Christians not allowed to accept evolution, says Discovery Institute  

NewScientist - May 28, 2009, by Amanda Gefter

The Discovery Institute – the Seattle-based headquarters of the intelligent design movement – has just launched a new website, Faith and Evolution, which asks, can one be a Christian and accept evolution? The answer, as far as the Discovery Institute is concerned, is a resounding: No.

The new website appears to be a response to the recent launch of the BioLogos Foundation, the brainchild of geneticist Francis Collins, former head of the Human Genome Project and rumoured Obama appointee-to-be for head of the National Institutes of Health. Along with "a team of scientists who believe in God" and some cash from the Templeton Foundation, Collins, an evangelical Christian who is also a staunch proponent of evolution, is on a crusade to convince believers that faith and science need not be at odds. He is promoting "theistic evolution" – the belief that God (the prayer-listening, proactive, personal God of Christianity) chose to create life by way of evolution.

It sounds like a nice idea, but to my mind any time you try to reconcile science and religion by rejecting Stephen Jay Gould's notion of "non-overlapping magisteria" and instead try shoehorning them into a single worldview, something suffers.

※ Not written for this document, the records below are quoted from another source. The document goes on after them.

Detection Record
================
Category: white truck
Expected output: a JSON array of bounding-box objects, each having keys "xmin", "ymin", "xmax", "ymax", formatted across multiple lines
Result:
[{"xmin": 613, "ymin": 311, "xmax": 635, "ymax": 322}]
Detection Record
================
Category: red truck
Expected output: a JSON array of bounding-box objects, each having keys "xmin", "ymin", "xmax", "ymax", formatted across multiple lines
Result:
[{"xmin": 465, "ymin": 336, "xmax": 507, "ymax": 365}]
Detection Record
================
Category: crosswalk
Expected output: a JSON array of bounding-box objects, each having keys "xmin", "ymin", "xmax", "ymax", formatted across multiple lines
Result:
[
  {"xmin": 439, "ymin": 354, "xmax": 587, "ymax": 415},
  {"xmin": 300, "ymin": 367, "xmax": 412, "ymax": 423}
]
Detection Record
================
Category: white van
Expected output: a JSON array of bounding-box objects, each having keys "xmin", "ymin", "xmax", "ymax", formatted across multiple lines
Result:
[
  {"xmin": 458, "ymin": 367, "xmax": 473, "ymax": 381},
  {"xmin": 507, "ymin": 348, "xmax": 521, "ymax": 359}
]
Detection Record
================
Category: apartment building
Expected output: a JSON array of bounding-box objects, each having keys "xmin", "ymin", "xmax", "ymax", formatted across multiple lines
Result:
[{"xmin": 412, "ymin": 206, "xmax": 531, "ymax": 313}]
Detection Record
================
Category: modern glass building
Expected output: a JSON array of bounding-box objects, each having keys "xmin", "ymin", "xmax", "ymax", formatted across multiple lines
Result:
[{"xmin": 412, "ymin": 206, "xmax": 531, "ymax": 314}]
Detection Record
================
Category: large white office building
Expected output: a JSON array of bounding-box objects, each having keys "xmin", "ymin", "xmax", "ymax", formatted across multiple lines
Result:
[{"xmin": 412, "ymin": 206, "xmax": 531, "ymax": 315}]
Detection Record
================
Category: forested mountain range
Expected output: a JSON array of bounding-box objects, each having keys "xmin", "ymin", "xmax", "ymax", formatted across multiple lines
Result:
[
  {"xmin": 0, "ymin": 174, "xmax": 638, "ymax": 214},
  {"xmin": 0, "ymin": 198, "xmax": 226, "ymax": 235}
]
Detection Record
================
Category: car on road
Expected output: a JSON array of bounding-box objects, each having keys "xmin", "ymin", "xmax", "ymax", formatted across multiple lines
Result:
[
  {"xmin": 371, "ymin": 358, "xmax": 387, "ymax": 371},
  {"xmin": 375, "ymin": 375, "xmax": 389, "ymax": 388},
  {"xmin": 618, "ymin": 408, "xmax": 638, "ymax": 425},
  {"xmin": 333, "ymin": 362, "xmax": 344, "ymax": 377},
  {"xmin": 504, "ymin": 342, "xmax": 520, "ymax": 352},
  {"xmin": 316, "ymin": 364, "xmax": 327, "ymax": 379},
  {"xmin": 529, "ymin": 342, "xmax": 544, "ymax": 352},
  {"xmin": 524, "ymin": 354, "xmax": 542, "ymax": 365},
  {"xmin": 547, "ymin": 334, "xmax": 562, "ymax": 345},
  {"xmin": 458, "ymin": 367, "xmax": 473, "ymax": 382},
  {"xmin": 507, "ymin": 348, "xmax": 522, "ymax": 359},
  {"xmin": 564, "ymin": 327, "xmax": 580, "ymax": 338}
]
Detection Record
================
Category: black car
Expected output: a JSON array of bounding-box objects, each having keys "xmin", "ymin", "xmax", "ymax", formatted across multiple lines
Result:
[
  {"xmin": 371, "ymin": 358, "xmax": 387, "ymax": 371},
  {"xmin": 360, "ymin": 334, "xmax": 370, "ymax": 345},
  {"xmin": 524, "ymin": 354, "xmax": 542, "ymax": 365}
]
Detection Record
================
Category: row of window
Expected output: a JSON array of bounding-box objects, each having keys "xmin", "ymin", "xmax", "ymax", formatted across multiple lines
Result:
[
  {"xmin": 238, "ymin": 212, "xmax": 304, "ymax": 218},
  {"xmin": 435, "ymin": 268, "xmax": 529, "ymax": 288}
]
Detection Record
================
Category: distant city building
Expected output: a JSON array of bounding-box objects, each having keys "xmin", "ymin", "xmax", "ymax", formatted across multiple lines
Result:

My concern is that science will take the hit – and Collins's speculative arguments about divine intervention via quantum uncertainty seem dangerously poised for the punch. The Discovery Institute's concern, on the other hand, is that Christianity will take the hit. "For Christians," they write on their website, "mainstream theistic evolution raises challenges to traditional doctrines about God's providence, the Fall and the detectability of God's design in nature." For them, reconciling evolution and religious faith is simply a hopeless endeavour.